New Delhi: India’s second largest operator by revenue Bharti Airtel has appointed seven joint bookrunners and joint lead managers to kick start the process of a potential fund raising exercise through dollar denominated perpetual bonds, the company said in an exchange filing on Tuesday.

BofA Merrill Lynch, Barclays, BNP Paribas, Citigroup, HSBC, J.P. Morgan and Standard Chartered Bank will conduct a series of fixed income investor meetings/calls across Asia, Europe and the US commencing 2 October for this purpose.

Airtel’s wholly-owned subsidiary Networki2i will be the official borrower and is expected to issue the bonds, the company said, without divulging how much it plans to raise and the use of such proceeds.

The operator is likely to raise $750 million to $1 billion and will use it to reduce debt, a person aware of the development said requesting anonymity. Airtel’s consolidated net debt was 1.16 trillion as of June end.

The exercise to explore a fund raise comes at a time when the company is battling intense competition from rival Reliance Jio that entered the sector in September 2016.

Jio’s strategy to garner subscribers through cheap data tariffs has made it imperative for rivals to pump in funds in the cash-guzzling telecom sector.

To be sure, in March, Bharti Airtel’s promoters and Singapore’s sovereign wealth fund GIC had said they will together invest 16,785 crore as part of a rights issue approved by the operator’s board in February as it aims to strengthen its balance sheet and continue investment in networks in a hyper-competitive telecom market.

This had come just a week after the company’s board in February approved a rights issue of 25000 crore as well as raising 7000 crore through foreign currency perpetual bond issue, taking the total capital raise to 32000 crore.

Raising more funds for India business is crucial for Airtel as its profit has fallen every quarter since the entry of Reliance Jio. In fact, in the June quarter, Airtel posted its first quarterly loss in 14 years at 2,866 crore as finance costs rose and it incurred a one-time loss of 1,445 crore. It had recorded a net profit of 97 crore in the June quarter a year earlier.

Airtel’s revenue from India wireless business was 10,724 crore for the June quarter. In comparison, Reliance Jio generated 11,679 crore in operating revenue in the June quarter, beating Airtel on this metric.
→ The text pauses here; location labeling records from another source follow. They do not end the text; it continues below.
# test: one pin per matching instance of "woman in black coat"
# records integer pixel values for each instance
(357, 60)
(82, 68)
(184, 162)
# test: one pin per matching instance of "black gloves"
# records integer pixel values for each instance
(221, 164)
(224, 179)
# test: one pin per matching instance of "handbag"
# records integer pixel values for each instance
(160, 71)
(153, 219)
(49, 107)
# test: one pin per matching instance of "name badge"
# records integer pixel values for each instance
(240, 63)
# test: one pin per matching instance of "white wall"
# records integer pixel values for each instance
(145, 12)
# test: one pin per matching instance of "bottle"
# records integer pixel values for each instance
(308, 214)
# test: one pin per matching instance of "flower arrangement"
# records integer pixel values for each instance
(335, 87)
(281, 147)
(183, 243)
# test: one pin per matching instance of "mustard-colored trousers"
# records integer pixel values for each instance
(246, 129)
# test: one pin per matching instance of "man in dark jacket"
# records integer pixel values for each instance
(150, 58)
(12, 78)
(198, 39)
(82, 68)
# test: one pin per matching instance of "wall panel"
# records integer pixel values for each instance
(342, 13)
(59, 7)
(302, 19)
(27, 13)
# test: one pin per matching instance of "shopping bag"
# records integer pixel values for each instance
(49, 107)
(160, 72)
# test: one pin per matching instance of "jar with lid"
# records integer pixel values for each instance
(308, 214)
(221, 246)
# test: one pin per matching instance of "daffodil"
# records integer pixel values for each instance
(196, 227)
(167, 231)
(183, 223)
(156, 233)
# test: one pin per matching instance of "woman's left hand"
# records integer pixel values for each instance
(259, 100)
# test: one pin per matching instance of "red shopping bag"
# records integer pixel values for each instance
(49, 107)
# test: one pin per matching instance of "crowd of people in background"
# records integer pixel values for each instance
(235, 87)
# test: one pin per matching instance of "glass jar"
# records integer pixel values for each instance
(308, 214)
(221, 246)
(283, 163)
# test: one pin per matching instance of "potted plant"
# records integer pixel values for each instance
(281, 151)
The launch of low-cost tariff plans by Reliance Jio, a unit of Reliance Industries Ltd, forced rivals to drop their rates, hurting profit margins. Smaller companies were forced to either shut shop or get acquired, leaving just Airtel, Jio and the merged entity of Vodafone and Idea to compete in the Indian market.

Operators, including Airtel, also need funds to buy airwaves for the launch of 5G services. The department of telecommunications plans to hold the auction in January.

Airtel is also toying with the idea of completely divesting its stake in the proposed merged entity of Indus Towers and Bharti Infratel by selling stake to PE funds, Mint had reported on Monday.

The company’s Africa arm -- Airtel Africa -- had in June raised $750 million through an initial public offering (IPO). Prior to that, six investors, including Warburg Pincus, Temasek, Singtel and SoftBank Group International, in October invested $1.25 billion through a primary equity issuance in Airtel Africa. Sunil Kant Munjal of the Hero group was also part of this consortium. In January, Qatar Investment Authority, invested $200 million in the Africa arm.